FOR ONE BUSINESSMAN, OUTSOURCING PROBLEMATIC

Saturday, June 5, 2004


Let me introduce you to Scott Price, CEO of a small software company based in Keystone, who is outsourcing some of his company's work to India.

"Outsourcing is not all it's cracked up to be," he said.

We met by chance at the governor's 2004 Technology Summit, held at the Colorado Convention Center Thursday, and I jumped at the opportunity to learn about the "offshoring" story from the inside.

Price's company, LearnCentrix, provides software for companies to develop Web-based training for their employees. It has, at the moment, about 10 employees (most working online from various cities) and for about a year, it has been working with an Indian company on some projects.

"It has its challenges," Price said. "You get more software at lower cost. But the management overhead is significant."

When you have your own team, they know the context of the project, they can be creative. "Offshore is not creative," Price said. "You have to build specifications in great detail."

We were sitting in one of the meeting rooms at the convention center, at one of those big round tables hotels use for banquets. Price used the table as an example.

If you just tell someone to build a table like this, he said, it'll be round, and the right size and the right height.

But if your team is working on developing the table, someone who knows how the room is likely to be used will come and ask, "Hey, will you ever want to move this thing?" That's why hotel tables have folding legs, so the staff can quickly roll them into storage and stack them efficiently.

Price was quick to add that this is not an ethnic difference; Indian businessmen are extremely entrepreneurial and eager to tackle any project on offer. But they don't always have the same cultural context, so it takes more time and energy to manage an offshore operation.

Offshore firms don't have the same business model, either; if your business is writing code, or building stuff, to someone else's specifications, it is not part of your job to tell the client what the specifications should be. That's true in the construction industry, too, which is why having a single company both design and build a project is often more efficient.

But if there is a significant cost differential, then separating the project management and the writing of the software makes sense.

Software projects are nearly always late, Price reminded me. And when they're late and your own staff is working on them, they usually come in over budget, too. But if someone else has bid for the job, it may still come in late, but it won't cost more as a result.

So does this mean a company that does what Price does employs fewer Americans? At first glance, that seems obvious, but it isn't. Suppose -- I'm only guessing at the ratio -- he would have four programmers working on a project, and instead he has one person managing an offshore project. Why isn't that three jobs "lost"?

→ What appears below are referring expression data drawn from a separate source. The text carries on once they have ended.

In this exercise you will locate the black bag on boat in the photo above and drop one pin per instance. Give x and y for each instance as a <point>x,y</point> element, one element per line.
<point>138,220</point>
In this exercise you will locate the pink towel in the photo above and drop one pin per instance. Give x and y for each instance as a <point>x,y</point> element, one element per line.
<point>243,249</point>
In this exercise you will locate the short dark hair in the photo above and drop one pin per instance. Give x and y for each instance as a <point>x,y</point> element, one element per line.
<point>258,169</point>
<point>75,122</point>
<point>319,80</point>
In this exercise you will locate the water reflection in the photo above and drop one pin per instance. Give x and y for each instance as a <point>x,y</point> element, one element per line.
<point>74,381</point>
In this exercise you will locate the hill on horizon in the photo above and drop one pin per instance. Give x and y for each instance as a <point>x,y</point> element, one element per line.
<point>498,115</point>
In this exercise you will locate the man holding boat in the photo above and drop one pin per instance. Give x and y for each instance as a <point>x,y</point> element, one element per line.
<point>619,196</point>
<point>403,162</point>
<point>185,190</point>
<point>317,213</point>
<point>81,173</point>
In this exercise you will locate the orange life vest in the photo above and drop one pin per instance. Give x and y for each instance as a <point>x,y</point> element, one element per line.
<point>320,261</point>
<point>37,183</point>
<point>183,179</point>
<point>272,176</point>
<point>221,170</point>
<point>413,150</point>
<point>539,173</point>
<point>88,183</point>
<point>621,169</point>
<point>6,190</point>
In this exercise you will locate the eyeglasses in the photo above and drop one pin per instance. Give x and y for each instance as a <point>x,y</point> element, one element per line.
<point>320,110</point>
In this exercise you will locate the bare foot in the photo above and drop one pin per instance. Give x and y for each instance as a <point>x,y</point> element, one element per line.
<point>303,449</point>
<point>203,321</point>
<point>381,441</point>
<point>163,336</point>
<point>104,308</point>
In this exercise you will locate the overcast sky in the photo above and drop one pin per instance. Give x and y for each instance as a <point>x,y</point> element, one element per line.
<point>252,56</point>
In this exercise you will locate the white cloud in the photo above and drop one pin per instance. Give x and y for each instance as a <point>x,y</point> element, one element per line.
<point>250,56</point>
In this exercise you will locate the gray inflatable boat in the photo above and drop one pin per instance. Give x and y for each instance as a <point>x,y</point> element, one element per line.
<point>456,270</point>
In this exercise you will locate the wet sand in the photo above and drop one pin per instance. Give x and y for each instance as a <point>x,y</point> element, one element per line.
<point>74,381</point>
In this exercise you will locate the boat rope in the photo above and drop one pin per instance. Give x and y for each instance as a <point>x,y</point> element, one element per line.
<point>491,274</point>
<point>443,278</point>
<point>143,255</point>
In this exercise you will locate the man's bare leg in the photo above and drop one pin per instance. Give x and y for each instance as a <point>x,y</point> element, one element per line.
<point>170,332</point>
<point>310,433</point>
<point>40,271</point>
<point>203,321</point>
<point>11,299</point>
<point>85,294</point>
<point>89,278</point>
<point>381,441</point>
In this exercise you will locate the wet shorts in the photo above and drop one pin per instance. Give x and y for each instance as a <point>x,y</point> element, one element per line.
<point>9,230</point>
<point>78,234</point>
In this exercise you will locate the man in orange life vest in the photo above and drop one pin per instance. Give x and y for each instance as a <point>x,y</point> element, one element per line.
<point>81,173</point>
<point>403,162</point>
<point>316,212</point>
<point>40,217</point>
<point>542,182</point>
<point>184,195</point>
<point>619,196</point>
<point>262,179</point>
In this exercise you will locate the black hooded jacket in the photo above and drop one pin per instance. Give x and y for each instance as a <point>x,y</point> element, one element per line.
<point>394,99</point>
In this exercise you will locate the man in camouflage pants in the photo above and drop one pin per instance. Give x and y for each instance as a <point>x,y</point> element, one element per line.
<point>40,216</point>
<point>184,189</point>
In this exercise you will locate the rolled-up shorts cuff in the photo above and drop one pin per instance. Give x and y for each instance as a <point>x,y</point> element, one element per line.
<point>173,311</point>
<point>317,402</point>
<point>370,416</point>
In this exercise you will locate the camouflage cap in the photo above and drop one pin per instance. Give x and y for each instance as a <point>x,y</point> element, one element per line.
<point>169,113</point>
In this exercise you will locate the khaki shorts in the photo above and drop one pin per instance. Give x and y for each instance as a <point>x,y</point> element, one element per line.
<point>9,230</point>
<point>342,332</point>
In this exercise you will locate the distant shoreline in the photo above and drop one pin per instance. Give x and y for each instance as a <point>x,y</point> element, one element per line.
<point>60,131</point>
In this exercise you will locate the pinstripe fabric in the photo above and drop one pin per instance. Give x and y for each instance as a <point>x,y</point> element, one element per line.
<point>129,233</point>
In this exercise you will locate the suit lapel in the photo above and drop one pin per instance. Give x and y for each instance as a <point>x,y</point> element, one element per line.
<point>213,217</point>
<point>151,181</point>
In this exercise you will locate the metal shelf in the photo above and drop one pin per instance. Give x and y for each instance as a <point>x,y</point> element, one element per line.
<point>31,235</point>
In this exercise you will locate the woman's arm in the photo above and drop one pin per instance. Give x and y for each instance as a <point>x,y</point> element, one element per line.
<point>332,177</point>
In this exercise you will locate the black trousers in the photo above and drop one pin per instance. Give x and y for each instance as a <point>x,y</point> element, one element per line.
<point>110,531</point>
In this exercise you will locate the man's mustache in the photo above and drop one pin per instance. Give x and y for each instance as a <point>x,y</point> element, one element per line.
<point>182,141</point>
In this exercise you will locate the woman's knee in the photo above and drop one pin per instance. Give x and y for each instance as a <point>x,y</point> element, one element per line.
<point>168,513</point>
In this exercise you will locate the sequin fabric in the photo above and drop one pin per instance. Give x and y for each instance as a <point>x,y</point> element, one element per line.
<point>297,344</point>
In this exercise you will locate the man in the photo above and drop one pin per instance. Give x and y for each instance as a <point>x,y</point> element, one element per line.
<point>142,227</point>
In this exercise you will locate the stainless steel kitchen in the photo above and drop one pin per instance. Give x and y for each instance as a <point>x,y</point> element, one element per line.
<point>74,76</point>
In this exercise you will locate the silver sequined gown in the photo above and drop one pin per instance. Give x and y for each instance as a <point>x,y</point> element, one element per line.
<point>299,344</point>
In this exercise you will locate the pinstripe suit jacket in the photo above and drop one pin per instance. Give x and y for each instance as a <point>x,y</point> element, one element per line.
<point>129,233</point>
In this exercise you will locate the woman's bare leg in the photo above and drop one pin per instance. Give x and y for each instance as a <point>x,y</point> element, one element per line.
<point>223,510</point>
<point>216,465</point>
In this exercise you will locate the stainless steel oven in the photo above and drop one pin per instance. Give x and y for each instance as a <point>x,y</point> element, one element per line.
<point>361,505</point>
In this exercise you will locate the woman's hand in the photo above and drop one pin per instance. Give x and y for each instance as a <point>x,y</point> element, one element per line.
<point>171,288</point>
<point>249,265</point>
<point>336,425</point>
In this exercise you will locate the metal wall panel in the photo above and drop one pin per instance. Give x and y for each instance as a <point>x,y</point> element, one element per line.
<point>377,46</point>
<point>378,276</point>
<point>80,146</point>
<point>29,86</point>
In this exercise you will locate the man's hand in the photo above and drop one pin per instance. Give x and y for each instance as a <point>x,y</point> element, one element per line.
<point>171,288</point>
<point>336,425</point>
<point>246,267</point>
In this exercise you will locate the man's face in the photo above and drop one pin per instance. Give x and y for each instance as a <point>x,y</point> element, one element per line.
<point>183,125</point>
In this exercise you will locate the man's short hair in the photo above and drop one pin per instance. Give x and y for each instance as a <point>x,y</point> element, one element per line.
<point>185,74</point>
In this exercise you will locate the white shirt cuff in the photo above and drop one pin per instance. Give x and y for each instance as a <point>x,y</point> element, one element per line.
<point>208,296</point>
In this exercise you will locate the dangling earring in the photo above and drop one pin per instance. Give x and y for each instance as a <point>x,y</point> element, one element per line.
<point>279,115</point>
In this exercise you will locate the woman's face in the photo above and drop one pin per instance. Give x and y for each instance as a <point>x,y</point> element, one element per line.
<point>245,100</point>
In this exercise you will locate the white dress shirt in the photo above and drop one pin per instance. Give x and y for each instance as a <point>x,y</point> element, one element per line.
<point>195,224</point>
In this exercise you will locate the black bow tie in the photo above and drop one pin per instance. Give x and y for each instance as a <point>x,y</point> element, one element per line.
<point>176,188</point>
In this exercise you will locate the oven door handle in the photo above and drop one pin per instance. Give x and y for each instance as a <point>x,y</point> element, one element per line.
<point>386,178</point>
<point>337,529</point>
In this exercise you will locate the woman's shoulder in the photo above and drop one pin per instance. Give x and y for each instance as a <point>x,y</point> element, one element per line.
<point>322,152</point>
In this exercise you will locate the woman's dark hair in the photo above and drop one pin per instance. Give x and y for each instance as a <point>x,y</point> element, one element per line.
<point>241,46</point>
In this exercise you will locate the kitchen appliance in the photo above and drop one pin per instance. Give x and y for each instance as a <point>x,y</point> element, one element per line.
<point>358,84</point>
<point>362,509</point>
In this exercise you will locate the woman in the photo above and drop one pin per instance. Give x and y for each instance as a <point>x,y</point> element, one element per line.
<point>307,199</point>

Because the company has to bid on contracts. If it has to price into its bid the risk of budget overruns, it will have to bid more, and sometimes that means it will not get the contract. That is, the true choice on a project may not be between one manager and four programmers, but between one manager and no programmers. The trouble is that no one can know when that would have happened. Only the departure of the three jobs is visible, which is what makes offshoring a political problem even though it isn't an economic problem.

Also, when two companies in different countries divide up the work on a project, it may not be clear which of them, if either, is outsourcing to another country. For instance, LearnCentrix has a Canadian partner in a project to develop a certification program for training call-center employees. Would it have made sense for either company to develop, in-house, the expertise of the other? That would mean more jobs in Canada, and more jobs in the United States, wouldn't it? No; the project would simply never have happened.

Of course, if you lose your job to outsourcing, it's a major loss for you. But people lose jobs all the time, for good reasons and bad, and outsourcing jobs to other countries represents only a tiny fraction of those losses. And the United States is "offshore" for the rest of the world, and a lot of other countries outsource here (think of the Japanese auto industry, for example).

It's politically tempting to make hay with bans on "exporting jobs" but it's a simple-minded solution likely to have worse consequences than just doing nothing. I wish politicians realized their limited ability to get economics right.